Cathedral Hosts Feast Day of Our Lady of Czestochowa
Cathedral’s consecrated Marion chapel is unique in region
OHIO – Polish Youngstown and St. Columba Cathedral will honor the feast day of Our Lady of Częstochowa, Eastern Europe’s most beloved Marian icon, with a special mass and reception on Saturday, August 26, 2023, at 4 PM at St. Columba Cathedral 159 W Rayen Ave, Youngstown, OH 44503. Very Rev. Msgr. Robert J. Siffrin will serve as celebrant with other Diocesan Slavic priests invited. A Polish meal will be served in the Cathedral hall afterward. A free-will donation of $15 pp is suggested. Music will be provided by accordionist Luke Politsky. The public is invited.

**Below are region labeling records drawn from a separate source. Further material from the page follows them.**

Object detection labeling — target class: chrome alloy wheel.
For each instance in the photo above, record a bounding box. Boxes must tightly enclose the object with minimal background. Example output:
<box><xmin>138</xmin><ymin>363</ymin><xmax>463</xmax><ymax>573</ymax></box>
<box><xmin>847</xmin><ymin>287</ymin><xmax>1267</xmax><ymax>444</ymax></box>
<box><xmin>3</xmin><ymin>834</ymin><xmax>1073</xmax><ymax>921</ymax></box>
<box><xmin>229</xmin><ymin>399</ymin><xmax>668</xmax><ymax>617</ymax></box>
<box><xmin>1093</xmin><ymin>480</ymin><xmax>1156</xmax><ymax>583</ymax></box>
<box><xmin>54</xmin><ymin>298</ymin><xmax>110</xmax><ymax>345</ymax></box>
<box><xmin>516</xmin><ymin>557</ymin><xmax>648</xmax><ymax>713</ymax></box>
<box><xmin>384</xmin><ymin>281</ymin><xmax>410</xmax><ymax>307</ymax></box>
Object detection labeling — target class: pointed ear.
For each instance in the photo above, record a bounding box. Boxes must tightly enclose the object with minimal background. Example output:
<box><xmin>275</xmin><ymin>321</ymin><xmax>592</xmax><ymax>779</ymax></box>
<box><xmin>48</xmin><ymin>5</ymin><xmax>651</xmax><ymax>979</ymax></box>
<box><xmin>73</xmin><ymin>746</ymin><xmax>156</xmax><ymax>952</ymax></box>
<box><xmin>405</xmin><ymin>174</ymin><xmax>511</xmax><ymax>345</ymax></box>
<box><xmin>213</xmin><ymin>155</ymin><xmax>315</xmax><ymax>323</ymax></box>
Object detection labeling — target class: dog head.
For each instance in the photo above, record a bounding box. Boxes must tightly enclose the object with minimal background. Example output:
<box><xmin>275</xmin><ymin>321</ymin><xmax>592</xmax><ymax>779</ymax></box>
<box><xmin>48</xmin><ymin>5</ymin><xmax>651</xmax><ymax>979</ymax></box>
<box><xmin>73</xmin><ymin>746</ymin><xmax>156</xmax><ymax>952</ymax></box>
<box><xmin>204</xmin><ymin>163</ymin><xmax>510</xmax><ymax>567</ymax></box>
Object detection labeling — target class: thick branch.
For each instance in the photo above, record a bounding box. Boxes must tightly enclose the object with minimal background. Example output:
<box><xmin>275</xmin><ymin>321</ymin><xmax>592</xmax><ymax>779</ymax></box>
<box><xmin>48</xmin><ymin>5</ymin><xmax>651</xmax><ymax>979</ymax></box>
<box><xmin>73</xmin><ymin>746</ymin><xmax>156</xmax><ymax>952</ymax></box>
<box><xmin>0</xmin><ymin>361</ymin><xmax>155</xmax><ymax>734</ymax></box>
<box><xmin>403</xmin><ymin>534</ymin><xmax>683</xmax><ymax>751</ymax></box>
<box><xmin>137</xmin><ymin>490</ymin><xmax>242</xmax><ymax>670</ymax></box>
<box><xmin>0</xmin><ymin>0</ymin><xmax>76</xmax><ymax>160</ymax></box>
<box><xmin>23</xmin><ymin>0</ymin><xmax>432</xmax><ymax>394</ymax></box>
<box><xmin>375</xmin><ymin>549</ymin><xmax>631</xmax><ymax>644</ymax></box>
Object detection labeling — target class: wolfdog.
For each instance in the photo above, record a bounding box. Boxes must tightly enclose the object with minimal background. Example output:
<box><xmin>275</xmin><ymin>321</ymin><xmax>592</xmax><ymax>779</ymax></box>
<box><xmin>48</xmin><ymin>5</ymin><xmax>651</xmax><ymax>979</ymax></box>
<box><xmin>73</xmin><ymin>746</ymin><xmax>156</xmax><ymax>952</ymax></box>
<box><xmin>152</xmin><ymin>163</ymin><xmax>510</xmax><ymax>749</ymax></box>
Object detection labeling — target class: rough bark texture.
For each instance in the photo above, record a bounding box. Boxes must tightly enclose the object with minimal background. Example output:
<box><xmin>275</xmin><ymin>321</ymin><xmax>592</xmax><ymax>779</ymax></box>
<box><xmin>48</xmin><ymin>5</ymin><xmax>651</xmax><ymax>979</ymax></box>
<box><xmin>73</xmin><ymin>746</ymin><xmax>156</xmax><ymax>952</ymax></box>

The Reverend Eric Orzech, Past President and Board Member of the Polish-American Priests Association will be the keynote speaker. He will speak to the miracles associated with the ”Black Madonna” and her role in Catholic lives today. He is the pastor of the Shrine Church of St. Stanislaus in Cleveland’s Slavic Village and the miracle church of St. Casimir Church in Cleveland.
The Diocese of Youngstown Shrine to Our Lady of Częstochowa, located in the former St. Columba baptistery, was dedicated on October 30, 2012 by the Most Reverend George V. Murry, S.J. This was done to welcome the parishioners of St. Casimir and St. Stanislaus into the cathedral parish upon the closure of their reorganized churches. The parishioners of St. Stanislaus Kostka graciously bestowed their incredible mosaic icon to serve as the centerpiece of the shrine. It serves as an enduring symbol of the sacred mission of Our Lady as protector of Poland and her people everywhere.
The icon of Our Lady of Częstochowa has been intimately associated with Poland for more than 600 years. In every Polish church, there is a reproduction of the Black Madonna. When Poles emigrated, they brought their devotion to the Mother of God, creating home altars and innumerable churches, chapels, and shrines in her honor. A special place is always reserved for her.
PHOTO CAPTION: The Most Reverend George V. Murry, S.J. poses in front of the newly installed icon of Our Lady of Częstochowa on October 30, 2012. The members of the Krakowiaki Polish Folk Circle (L-R) are Bella Khoury of Poland, Millie Heschmeyer and Sophie Heschmeyer, of Liberty.
For more information, contact
Aundréa Cika Heschmeyer, President
Background on Our Lady of Częstochowa
“You’ll find quiet in her arms and you’ll find shelter from the evil, ’cause she has a tender heart for all of her children.” – lyrics from the song “Czarna Madonna”
In every Polish church there is a reproduction of the Black Madonna. When Poles emigrated to America, they brought their devotion to the Mother of God with them, creating home altars and innumerable churches, chapels, and shrines in her honor. A special place is always reserved for her.
The beloved, miraculous icon of Our Lady of Częstochowa is housed in the Monastery of Jasna Góra in Częstochowa, Poland. It is the national shrine of Poland and, combined, they are the center of Polish Catholicism.
According to tradition, the icon was painted by Luke the Evangelist on a tabletop built by Jesus himself and arrived in Poland in 1382 with a Polish army fleeing the Tartars.
It is said that the presence of the holy painting saved its church from being destroyed in a fire, but not before the flames darkened the flesh tone pigments. The two scars on the right cheek are said to have been inflicted when the Hussites stormed the monastery in 1430, stealing the icon. After putting it in their wagon, the thieves tried to get away but their horses refused to move. They threw the portrait down to the ground and one of the plunderers drew his sword upon the image and inflicted two deep strikes. When the robber tried to inflict a third strike, he fell to the ground and squirmed in agony until his death.
There are numerous miracles for which the Black Madonna is credited. The most famous occurred in 1655, when Swedish troops were about to invade Częstochowa. A group of Polish soldiers prayed fervently before the icon for deliverance, and the enemy retreated. In 1656, King John Casimir declared Our Lady of Częstochowa “Queen of Poland” and made the city the spiritual capital of the nation.
During Nazi occupation, Hilter prohibited pilgrimages to Jasna Góra, but many still secretly made the annual journey. During the Cold War, Jasna Góra was a center of anti-Communist resistance.
Today, it is the third-largest Catholic pilgrimage site in the world, it is considered the national shrine of Poland and the spiritual capital of the nation.